Error Budget: 43.2 minutes of inconsistency per month


Latency SLOs

API Response Time

Target: p99 < 500ms

Definition: 99th percentile response time for Gateway API requests.

Measurement:

histogram_quantile(0.99,
  sum(rate(icn_gateway_request_duration_seconds_bucket[5m])) by (le)
)

Alert Thresholds:

Severity Condition
Warning p99 > 400ms (5-min)
Critical p99 > 500ms (5-min)
Page p99 > 1s (5-min)

Gossip Propagation

Target: p95 < 2 seconds

Definition: Time for a message to reach 95% of subscribed peers.

Measurement:

histogram_quantile(0.95,
  sum(rate(icn_gossip_propagation_seconds_bucket[5m])) by (le)
)

Trust Computation

Target: p99 < 100ms

Definition: Time to compute transitive trust score for a DID.

Measurement:

histogram_quantile(0.99,
  sum(rate(icn_trust_compute_duration_seconds_bucket[5m])) by (le)
)

Ledger Entry Creation

Target: p95 < 1 second

Definition: Time from entry submission to local persistence.

Measurement:

histogram_quantile(0.95,
  sum(rate(icn_ledger_entry_duration_seconds_bucket[5m])) by (le)
)

Data SLOs

Ledger Eventual Consistency

Target: Convergence within 30 seconds

Definition: Maximum time for all peers to reflect a committed entry.

Measurement:

max(icn_ledger_sync_lag_seconds)

Alert Threshold: Lag > 60 seconds


Trust Score Freshness

Target: < 5 minute staleness

Definition: Maximum age of cached trust scores.

Measurement:

max(icn_trust_cache_age_seconds)

No Data Loss

Target: 0 committed entries lost

Definition: Once an entry is acknowledged, it must never be lost.

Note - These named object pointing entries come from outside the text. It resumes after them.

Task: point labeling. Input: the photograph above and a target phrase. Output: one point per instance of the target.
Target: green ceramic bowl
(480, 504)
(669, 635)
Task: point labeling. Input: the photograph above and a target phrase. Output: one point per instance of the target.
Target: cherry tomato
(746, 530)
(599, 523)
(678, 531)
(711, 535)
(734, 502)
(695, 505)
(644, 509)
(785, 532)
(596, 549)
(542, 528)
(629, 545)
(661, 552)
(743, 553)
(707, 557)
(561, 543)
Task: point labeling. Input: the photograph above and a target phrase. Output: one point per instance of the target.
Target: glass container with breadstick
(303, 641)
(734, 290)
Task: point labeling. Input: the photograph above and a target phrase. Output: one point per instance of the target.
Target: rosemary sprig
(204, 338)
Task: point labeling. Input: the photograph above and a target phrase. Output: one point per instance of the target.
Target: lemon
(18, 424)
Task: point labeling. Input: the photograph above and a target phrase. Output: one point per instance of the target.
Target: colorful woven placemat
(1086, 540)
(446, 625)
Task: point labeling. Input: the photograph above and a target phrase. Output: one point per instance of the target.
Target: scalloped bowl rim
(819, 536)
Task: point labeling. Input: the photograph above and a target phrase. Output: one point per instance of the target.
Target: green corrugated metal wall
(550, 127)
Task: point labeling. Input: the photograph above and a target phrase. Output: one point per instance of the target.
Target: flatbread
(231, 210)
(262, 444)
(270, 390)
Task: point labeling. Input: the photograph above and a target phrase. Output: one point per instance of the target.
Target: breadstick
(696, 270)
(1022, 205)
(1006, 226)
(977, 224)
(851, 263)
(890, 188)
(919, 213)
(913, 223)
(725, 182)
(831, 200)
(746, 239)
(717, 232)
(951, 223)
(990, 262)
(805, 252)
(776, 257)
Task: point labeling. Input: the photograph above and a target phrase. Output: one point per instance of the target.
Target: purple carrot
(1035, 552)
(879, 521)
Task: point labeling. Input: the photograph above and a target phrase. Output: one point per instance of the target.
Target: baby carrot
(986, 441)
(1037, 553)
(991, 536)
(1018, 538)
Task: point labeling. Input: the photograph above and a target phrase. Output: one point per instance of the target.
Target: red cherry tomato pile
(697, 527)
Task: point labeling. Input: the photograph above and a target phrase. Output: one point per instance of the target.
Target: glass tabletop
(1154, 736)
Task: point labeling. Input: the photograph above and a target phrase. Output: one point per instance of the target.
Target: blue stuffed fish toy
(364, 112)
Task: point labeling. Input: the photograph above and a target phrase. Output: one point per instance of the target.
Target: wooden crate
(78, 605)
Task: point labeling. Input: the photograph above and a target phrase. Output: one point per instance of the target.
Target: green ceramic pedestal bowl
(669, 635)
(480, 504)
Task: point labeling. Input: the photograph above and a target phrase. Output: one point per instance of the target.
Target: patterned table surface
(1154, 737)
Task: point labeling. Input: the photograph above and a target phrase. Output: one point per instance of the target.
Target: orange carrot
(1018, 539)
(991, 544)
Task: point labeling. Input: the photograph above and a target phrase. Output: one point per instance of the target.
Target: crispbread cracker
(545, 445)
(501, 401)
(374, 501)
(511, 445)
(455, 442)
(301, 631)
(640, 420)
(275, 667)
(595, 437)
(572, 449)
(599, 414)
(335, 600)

Measurement: Compare entry hashes across backups and peers.

Alert: Any discrepancy is Critical.


Recovery SLOs

Recovery Time Objective (RTO)

Target: < 15 minutes

Definition: Maximum time from failure detection to service restoration.

Includes:

  • Detection time (< 2 min with alerting)
  • Response time (< 5 min for on-call)
  • Recovery time (< 8 min for restart/restore)

Recovery Point Objective (RPO)

Target: < 1 minute

Definition: Maximum data loss in a failure scenario.

Achieved via:

  • Gossip replication (real-time)
  • State snapshots (configurable interval)
  • Backups (recommended: hourly)

Incident Severity Mapping

Severity SLO Impact Response
P1 Critical Multiple SLOs breached Immediate page, all hands
P2 High Single SLO breached Page on-call
P3 Medium Error budget depleted >50% Respond within 4 hours
P4 Low Error budget depleted >25% Respond within 24 hours

Error Budget Policy

When Error Budget is Healthy (> 50%)

  • Normal development velocity
  • Deploy at will during business hours
  • Experiment with new features

When Error Budget is Low (25-50%)

  • Prioritize reliability work
  • Require rollback plans for deploys
  • No non-critical experiments

When Error Budget is Exhausted (< 25%)

  • Freeze non-critical changes
  • Focus exclusively on reliability
  • Incident review required before resuming

SLO Dashboard

Grafana dashboard should display:

  1. Current SLO Status - Green/Yellow/Red for each SLO
  2. Error Budget Remaining - Percentage and time remaining
  3. Burn Rate - How fast error budget is depleting
  4. SLO Trends - 7-day and 30-day compliance

Review Process

Monthly Review

  • Calculate actual vs target for each SLO
  • Review incidents that impacted SLOs
  • Adjust thresholds if needed
  • Update error budgets

Quarterly Review

  • Assess if SLO targets are appropriate
  • Review new capabilities that need SLOs
  • Update documentation
  • Communicate changes to stakeholders

Appendix: Prometheus Alerts

# Example alert rules for SLOs
groups:
  - name: slo-alerts
    rules:
      - alert: GatewayAvailabilityLow
        expr: |
          (1 - sum(rate(icn_gateway_requests_total{status=~"5.."}[1h])) /
               sum(rate(icn_gateway_requests_total[1h]))) < 0.999
        for: 5m
        labels:
          severity: critical
        annotations:
          summary: Gateway availability below 99.9%

      - alert: APILatencyHigh
        expr: |
          histogram_quantile(0.99,
            sum(rate(icn_gateway_request_duration_seconds_bucket[5m])) by (le)
          ) > 0.5
        for: 5m
        labels:
          severity: warning
        annotations:
          summary: API p99 latency above 500ms

These SLOs are targets for pilot deployment. Production deployments may have stricter requirements.